Televisi yang diterima dengan baik di dalam ruang privasi seseorang juga merupakan penjinak bom “hasrat destruktif” yang handal bagi individu yang teralienasi oleh kerja. Dalam logika pabrik sosial, setiap komponen masyarakat dipandang sebagai “buruh” yang secara langsung maupun tidak langsung berkontribusi terhadap proses produksi yang dijalankan oleh sebuah perusahaan. Mulai dari pekerja kasar (sering disebut buruh dalam makna sempit), petugas administrasi di perusahaan, dosen, tukang becak hingga ibu rumah tangga termasuk dalam komponen yang mendukung proses produksi kapitalis yang selanjutnya diistilahkan” buruh” dalam konteks pabrik sosial. Jadi keseluruhan komponen ini tergolong sebagai individu-individu yang teraleniasi sepanjang kontribusinya terhadap proses produksi.

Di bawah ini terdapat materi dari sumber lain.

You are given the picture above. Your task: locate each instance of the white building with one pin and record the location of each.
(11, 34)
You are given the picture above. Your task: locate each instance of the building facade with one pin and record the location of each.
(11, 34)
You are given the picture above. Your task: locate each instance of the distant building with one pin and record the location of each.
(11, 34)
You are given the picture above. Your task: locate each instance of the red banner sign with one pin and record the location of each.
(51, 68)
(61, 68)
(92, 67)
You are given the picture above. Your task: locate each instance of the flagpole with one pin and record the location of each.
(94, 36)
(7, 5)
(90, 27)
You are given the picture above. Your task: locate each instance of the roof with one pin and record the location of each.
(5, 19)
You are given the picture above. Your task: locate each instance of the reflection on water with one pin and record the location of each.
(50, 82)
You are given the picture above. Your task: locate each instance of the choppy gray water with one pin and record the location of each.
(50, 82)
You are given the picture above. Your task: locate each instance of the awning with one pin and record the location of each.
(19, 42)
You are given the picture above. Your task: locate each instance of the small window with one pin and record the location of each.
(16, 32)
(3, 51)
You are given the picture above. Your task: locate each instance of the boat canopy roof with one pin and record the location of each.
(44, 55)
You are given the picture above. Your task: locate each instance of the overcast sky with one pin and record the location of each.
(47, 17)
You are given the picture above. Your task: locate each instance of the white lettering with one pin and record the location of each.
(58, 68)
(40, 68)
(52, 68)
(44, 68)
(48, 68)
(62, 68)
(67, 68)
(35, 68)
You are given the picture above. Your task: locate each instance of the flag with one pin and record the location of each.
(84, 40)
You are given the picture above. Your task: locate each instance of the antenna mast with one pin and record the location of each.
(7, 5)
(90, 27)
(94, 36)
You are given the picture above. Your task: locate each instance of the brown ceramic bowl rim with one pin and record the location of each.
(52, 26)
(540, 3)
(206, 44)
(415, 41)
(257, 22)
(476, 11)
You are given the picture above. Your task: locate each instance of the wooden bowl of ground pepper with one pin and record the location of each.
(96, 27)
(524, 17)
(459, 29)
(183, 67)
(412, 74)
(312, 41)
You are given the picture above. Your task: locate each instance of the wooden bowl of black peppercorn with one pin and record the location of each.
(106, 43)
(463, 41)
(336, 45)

Selain sebagai kontributor dalam proses produksi semua individu yang teralienasi juga merupakan pasar yang potensial bagi produk kapitalisme. Produk kapitalisme tidak hanya berupa barang dan jasa yang dijajakan di tiap persinggahan, tetapi juga imaji-imaji yang diproduksi oleh stasiun TV untuk memenuhi hasrat konsumtif dan menjinakkan hasrat destruktif yang merupakan sifat alami dari manusia. Setelah lelah bekerja selama 8 jam, seorang pekerja dengan senang hati menonton televisi yang menawarkan berbagai macam hiburan, di ruang keluarga untuk menghilangkan kebosanannya akan kemonotonan hari yang dijalaninya. Dari sini, siklus produksi dan konsumsi berlanjut dan komunikan akan terus menjadi objek eksplotasi oleh keserakahan kapitalisme.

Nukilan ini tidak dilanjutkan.